Bartlett’s hour-long play sees Wilde and Mrs Robinson describe the encounter from beyond the grave, intercut with snippets from the conversation as they remember it happened. The characters confess their various insincerities through asides to the audience; Mrs Robinson [Kate Copeland, alternating with Fiz Marcus] reveals the devices she uses to earn her clients’ trust, and Wilde [Nigel Fairs, alternating with Charlie Buckland] demonstrates a yearning for reassurance. This is the central conceit of the play; that for all Wilde’s witticisms, flair and tenacity, he was actually a vulnerable man, in desperate need of answers and encouragement.
Copeland’s Mrs Robinson is curt and composed, but the characterisation lacks the depth to be suitably engaging during several detailed speeches on the science of palmistry.
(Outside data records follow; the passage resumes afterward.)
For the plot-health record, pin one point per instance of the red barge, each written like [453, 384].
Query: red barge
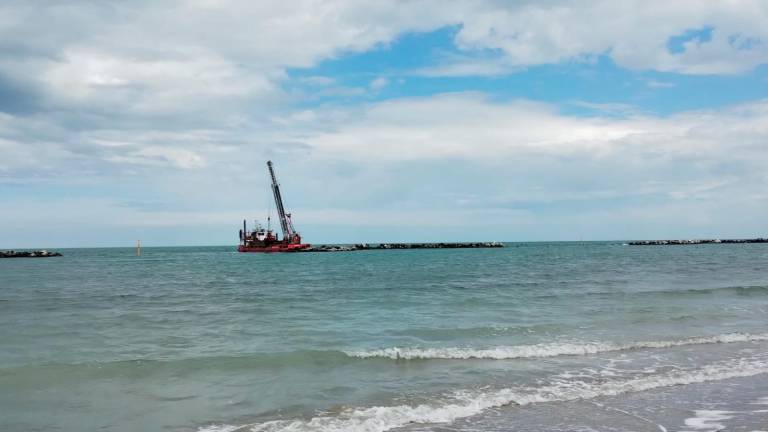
[265, 240]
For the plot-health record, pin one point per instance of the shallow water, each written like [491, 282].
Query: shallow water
[205, 338]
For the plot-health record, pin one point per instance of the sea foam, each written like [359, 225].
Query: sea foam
[468, 403]
[544, 349]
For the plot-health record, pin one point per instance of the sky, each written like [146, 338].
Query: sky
[413, 120]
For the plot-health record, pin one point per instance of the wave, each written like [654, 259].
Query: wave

Fairs’ Wilde explains to the audience how he lives his public life with a guard up at all times, firing out sparkling idioms with not a glimmer of private anguish. Unfortunately his interactions with Mrs Robinson entirely contradict this, as his sometimes unclear delivery and expressions of deep consternation tell a different story.
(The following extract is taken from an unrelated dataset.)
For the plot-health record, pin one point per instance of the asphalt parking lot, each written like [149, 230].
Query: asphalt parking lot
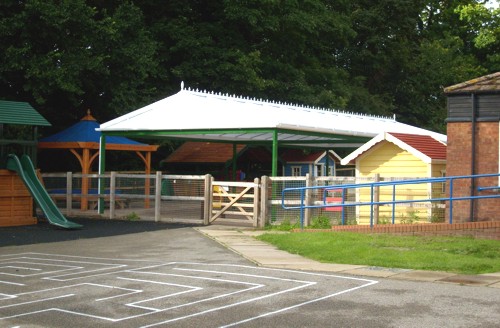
[146, 274]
Neil Bartlett’s unwaveringly fluent script poses a question to which there is no answer; what really happened that afternoon? He hypothesises that perhaps Wilde was concerned about the accusations and preoccupied with the disparity between his public persona and his personal life. This idea, unfortunately, is too beyond doubt and not probing enough to carry a whole act, especially as it is not expanded on or investigated. One might think that Bartlett’s own voice can be heard to repeatedly confess throughout the play that he doesn’t actually know what happened and that no one ever will. Perhaps if this was less of a concern of the play, the freedom to construct a gripping fiction would have been afforded.